Up close with heroes, and their machines
From an armored BearCat to a truck used for stray dogs, locals of all ages got up close with the machines used in a variety of emergencies, and the heroes who ride behind the wheel of them.
Dozens of police, fire, rescue and charities converged with kids and families Saturday at the Rogue Valley Mall for the fifth annual Disaster-Emergency Preparedness & Safety Fair event, filling the mall parking lot with impossible-to-miss sights such as a Mercy Flights helicopter, fire engines of all stripes, police cruisers and more.
Beside Jackson County Sheriff’s Office’s matte green BearCat armored vehicle used by the agency’s Special Weapons And Tactics team, Cpl. James Biddle and Deputy Travis Cote answered a family’s questions about an apparent battle scar on one of the vehicle’s side windows.
It’s not a bullet hole, Biddle told them.
“It’s from a pike pole,” Biddle said.
It happened during an incident outside Rogue River near Valley of the Rogue State Park, when a man who’d barricaded himself in a trailer threw the logging spear at the bulletproof slit window in the cabin area.
“If it wasn’t crazy, we wouldn’t be out there,” Biddle said.
The spear only got through one of the more than 20 layers on the truck’s heavily armored windows. Biddle and Cote said the glass is “multi-hit,” and “still bulletproof” despite the puncture.

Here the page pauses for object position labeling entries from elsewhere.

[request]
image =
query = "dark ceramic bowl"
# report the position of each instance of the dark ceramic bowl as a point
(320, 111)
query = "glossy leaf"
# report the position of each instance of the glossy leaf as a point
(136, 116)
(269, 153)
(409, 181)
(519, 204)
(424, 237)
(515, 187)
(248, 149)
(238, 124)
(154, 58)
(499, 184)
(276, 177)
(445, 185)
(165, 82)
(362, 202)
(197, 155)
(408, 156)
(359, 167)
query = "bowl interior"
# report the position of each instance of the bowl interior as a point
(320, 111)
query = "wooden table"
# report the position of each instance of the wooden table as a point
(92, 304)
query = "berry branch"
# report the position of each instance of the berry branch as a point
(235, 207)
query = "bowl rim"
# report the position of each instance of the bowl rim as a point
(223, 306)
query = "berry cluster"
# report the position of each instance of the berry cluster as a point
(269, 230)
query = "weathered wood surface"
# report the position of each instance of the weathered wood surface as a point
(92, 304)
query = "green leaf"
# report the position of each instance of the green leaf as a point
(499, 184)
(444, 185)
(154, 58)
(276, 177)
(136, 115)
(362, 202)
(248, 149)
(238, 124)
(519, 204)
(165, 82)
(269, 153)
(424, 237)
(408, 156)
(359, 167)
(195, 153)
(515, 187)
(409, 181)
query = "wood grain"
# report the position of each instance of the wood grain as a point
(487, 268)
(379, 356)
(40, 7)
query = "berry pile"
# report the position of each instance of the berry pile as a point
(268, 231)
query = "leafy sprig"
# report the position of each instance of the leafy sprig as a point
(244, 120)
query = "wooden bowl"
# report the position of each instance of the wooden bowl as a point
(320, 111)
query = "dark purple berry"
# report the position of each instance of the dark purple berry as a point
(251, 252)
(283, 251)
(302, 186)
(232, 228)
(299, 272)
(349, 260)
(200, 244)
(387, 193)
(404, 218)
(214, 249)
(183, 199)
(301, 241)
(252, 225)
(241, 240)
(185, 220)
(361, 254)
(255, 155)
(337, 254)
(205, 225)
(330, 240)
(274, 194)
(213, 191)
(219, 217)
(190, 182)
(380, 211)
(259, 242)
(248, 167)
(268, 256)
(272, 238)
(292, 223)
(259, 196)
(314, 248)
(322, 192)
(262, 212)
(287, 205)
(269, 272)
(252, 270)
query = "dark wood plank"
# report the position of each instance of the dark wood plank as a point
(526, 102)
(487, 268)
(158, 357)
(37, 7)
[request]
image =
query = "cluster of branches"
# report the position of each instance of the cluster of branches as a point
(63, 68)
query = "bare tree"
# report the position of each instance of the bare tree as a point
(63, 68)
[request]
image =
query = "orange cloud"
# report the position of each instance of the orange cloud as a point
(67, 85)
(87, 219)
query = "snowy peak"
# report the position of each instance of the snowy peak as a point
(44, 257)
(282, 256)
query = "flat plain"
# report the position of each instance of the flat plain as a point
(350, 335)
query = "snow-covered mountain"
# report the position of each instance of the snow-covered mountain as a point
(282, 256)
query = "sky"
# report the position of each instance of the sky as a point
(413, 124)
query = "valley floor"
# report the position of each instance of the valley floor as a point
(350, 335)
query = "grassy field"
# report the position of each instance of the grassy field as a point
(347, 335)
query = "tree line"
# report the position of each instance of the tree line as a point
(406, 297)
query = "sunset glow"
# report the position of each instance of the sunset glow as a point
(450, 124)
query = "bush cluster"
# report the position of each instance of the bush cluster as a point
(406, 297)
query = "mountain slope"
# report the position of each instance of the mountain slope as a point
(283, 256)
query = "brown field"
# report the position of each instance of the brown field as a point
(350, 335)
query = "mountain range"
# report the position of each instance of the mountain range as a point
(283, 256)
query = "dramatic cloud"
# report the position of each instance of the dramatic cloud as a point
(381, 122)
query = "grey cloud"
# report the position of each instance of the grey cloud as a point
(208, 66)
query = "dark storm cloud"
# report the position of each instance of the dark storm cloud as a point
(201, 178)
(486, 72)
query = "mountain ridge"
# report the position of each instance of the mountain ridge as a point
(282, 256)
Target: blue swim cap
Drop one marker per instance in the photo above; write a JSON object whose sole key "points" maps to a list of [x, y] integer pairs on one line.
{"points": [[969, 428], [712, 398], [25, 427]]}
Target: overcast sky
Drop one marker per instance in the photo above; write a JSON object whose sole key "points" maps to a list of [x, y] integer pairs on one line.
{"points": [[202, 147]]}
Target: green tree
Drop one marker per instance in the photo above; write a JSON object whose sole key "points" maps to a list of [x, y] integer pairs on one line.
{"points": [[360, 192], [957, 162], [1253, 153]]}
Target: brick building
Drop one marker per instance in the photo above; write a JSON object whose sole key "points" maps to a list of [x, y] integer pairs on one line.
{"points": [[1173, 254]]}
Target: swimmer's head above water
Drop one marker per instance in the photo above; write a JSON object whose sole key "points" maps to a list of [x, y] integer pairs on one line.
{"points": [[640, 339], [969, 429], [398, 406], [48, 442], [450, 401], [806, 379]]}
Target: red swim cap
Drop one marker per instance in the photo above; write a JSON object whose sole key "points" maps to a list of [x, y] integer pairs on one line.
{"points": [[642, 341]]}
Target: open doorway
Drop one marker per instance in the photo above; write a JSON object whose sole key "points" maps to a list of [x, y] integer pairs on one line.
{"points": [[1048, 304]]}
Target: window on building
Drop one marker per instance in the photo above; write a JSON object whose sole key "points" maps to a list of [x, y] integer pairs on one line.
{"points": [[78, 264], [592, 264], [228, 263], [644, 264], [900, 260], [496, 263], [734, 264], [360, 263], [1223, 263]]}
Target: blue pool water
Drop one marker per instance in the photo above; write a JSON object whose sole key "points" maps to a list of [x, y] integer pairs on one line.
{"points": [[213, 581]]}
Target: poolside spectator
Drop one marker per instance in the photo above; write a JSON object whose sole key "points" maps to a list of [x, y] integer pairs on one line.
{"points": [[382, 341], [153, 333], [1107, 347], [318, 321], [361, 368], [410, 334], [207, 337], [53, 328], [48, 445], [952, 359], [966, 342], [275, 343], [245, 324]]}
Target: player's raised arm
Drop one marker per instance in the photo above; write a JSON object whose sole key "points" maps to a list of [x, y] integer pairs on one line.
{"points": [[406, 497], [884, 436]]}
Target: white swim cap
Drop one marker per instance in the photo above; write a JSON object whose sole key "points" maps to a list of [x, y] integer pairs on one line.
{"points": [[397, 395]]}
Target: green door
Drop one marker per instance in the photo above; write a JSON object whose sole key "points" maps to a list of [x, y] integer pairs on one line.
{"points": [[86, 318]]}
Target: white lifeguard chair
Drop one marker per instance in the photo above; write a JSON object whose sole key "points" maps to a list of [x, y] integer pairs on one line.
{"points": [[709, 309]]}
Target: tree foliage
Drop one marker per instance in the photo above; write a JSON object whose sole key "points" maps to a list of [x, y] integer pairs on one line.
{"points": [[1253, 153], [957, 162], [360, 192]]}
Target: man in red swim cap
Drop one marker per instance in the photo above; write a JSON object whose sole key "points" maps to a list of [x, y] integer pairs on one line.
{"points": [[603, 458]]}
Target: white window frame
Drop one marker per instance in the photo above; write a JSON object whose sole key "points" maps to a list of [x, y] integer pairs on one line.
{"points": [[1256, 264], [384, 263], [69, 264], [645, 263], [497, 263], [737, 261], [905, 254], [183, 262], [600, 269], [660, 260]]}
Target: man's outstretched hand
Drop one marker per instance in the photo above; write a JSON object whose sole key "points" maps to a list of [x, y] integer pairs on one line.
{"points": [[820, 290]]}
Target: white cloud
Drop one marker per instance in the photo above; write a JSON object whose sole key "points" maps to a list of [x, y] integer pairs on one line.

The truck itself is capable of carrying between eight and 12 officers and their gear, according to Cote. SWAT uses it about 20 times a year, sometimes when serving search warrants on high-risk individuals and other times for hostage rescue or barricade situations.
The relaxed event was also a chance for kids to interact with police and other first-responders.
One boy got a high-five from Biddle after telling the officer he’s planning to be a SWAT officer for Halloween.
Another youngster approached Medford police chief Scott Clauson, who was in uniform at the event, and asked Clauson if he’s a sheriff.
Medford’s top cop did not pull rank in his answer, kindly telling the boy that he’s a “city police officer.”
Medford police had a large presence at the event, according to Clauson, with events such as a “Bike Rodeo” where kids got bicycle safety tips and police ensured their helmets were properly fitted, and handed out coloring books with personal safety pointers such as to beware of strangers.
Kids also got a chance to get inside a Medford police cruiser in the department’s signature “Pacer Blue” and white.
Clauson acknowledged that the Dodge Charger patrol car on display is growing less common on patrol and officers transition to Ford Police Interceptors based off the Explorer SUV.
A child checking out the back of the Charger had minimal leg room, which according to Clauson only gets smaller for larger individuals, especially when the suspect is less than eager to be in police custody.
“You get a big guy and it’s just really hard,” Clauson said.